The fluid delivery device 1136 may be communicatively coupled to the monitor 1114 via a cable 1137 that is coupled to a digital communications port or may communicate wirelessly with the workstation 1126. Alternatively, or additionally, the fluid delivery device 1136 may be communicatively coupled to the workstation 1126 via a cable 1138 that is coupled to a digital communications port or may communicate wirelessly with the workstation 1126.
As discussed above, the PPG system 1110 is described in terms of a pulse oximetry system. However, the PPG system 1110 may be various other types of systems. For example, the PPG system 1110 may be configured to emit more or less than two wavelengths of light into the tissue 1140 of the patient. Further, the PPG system 1110 may be configured to emit wavelengths of light other than red and infrared into the tissue 1140. As used herein, the term “light” may refer to energy produced by radiative sources and may include one or more of ultrasound, radio, microwave, millimeter wave, infrared, visible, ultraviolet, gamma ray or X-ray electromagnetic radiation. The light may also include any wavelength within the radio, microwave, infrared, visible, ultraviolet, or X-ray spectra, and that any suitable wavelength of electromagnetic radiation may be used with the system 1110. The photodetectors 1118 may be configured to be specifically sensitive to the chosen targeted energy spectrum of the emitter 1116.

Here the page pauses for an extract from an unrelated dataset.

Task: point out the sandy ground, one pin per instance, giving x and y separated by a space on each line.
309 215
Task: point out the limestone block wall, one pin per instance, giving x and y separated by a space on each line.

The photodetectors 1118 may be configured to detect the intensity of light at the red and infrared wavelengths. Alternatively, each sensor in the array may be configured to detect an intensity of a single wavelength. In operation, light may enter the photodetectors 1118 after passing through the tissue 1140. The photodetectors 1118 may convert the intensity of the received light into electrical signals. The light intensity may be directly related to the absorbance and/or reflectance of light in the tissue 1140. For example, when more light at a certain wavelength is absorbed or reflected, less light of that wavelength is received from the tissue by the photodetectors 1118. After converting the received light to an electrical signal, the photodetectors 1118 may send the signal to the monitor 1114, which calculates physiological parameters based on the absorption of the red and infrared wavelengths in the tissue 1140.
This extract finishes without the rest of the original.